Anyone with income can open one at almost any bank, credit union, brokerage house.  There are limits of how much you can contribute each year, but there are ways to put more into those beautiful accounts.  [Because of the contribution limits of $5,000/year to a Roth IRA, and the much higher amounts that could be contributed to SEP IRAs, we would rollover our SEP IRA balances into Roths each year, pay the tax on the rollover, but offset it with new contributions to the SEP IRA which offset the tax.  Sounds complex but talk to your accountant about it if you are wanting to shift your regular IRA money to a Roth.]

Young people can put in up to $5000 per year, but even if you don’t have that much discretionary monies, put in $100, or $500, and make it a habit at least once a year, or once a month.  When you are Aunty’s age, you will be very glad you did.

Don’t ever take it out or you will be hit with penalties and possible taxes.  Instead, make it grow and grow and grow.

We used to use the funds in our self directed IRAs to play the stock market, but true consistent wealth is in real estate.  Buying commodities such as gold and silver can make you a very tidy profit if those metals continue to appreciate, and the current market is crazy for gold, but the crazy market can turn on a dime (pardon the pun) and make give you an unwelcome loss.

In this current crazy up market for gold and silver, if I could only put $1000 in a self directed IRA each year, I would buy gold or silver coins (with storage so I never take physical possession), and sell them when the price goes up dramatically.  I would buy again if and when it drops, and sell when it goes up again dramatically.  All that gain from the sales would increase the IRA but not be taxed.  It’s all ours to keep, and eventually use when we reach retirement age, if we want to.  This is a risky strategy though.

A more solid strategy, with more funds in the account, is to have a checkbook IRA for real estate investing.   This is the vehicle of choice for Aunty.  The platinum standard.

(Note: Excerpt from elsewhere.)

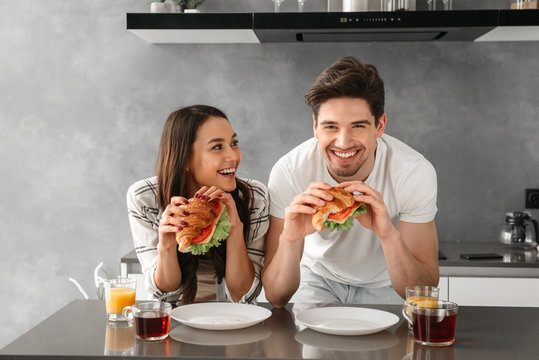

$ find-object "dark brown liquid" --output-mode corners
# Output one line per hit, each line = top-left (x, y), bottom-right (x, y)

For easy to understand information on setting up your IRAs as well as a great source of information, check out an excellent website and service:  CheckbookIRA.com.

Jeff Olson says “The price of neglect is far greater than the price of discipline.”  Aunty really wants to impress upon you how important it is to plan and take action for your retirement.  It WILL happen, and what you do today will affect how good it will be later.